At the start of trial, the parties stipulated that the Hospital is a political subdivision subject to the Tort Claims Act. The parties also stipulated that the Jacobsons did not serve notice of the claim pursuant to the Tort Claims Act at any time prior to the date the lawsuit was filed.

Two witnesses testified at trial, Cornu–Labat and Mehdi Merred, the former chief executive officer and administrator of the Hospital. Shresta did not testify. Other evidence included the defendants' employment agreements with the Hospital.

Shresta was hired by the Hospital pursuant to a “Physician Employment Agreement” executed on May 6, 2002. The agreement provided that it would go into effect on June 28 and was for a term of 1 year.
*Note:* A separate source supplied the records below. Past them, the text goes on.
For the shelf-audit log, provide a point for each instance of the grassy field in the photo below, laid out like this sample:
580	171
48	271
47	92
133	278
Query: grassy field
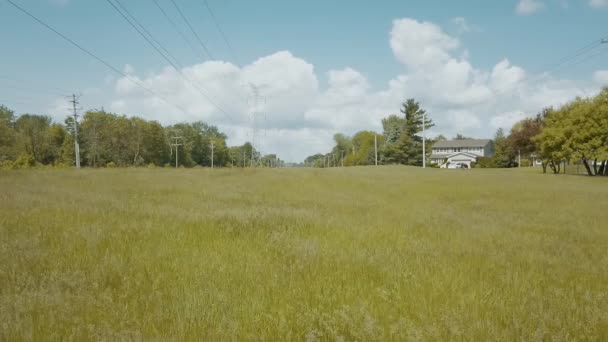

The agreement provided that the Hospital would establish, maintain, and manage medical clinics in Gordon, Nebraska, and its “surrounding service area.” The agreement stated that the Hospital would provide at the clinics “all equipment, services, facilities and supplies necessary for the range of medical services customarily provided by private medical practitioners in the field of family practice.” The Hospital also agreed to provide all “nursing, technical, and office staff” as needed.

The agreement required Shresta to relocate to and maintain her personal residence within 10 miles of the Hospital. The agreement also required Shresta to provide “the full range of medical services customarily provided by private practitioners specializing in family practice within the region and consistent with the physician's training and privileges” at the clinics maintained by the Hospital and in “area hospitals.” It further required Shresta to maintain office hours at the clinics that were customary for physicians in similar communities and as reasonably established by the Hospital and required her to be “on-call” pursuant to a reasonable schedule created by the Hospital. Shresta was obligated under the agreement to comply with all reasonable personnel and administrative policies of the Hospital.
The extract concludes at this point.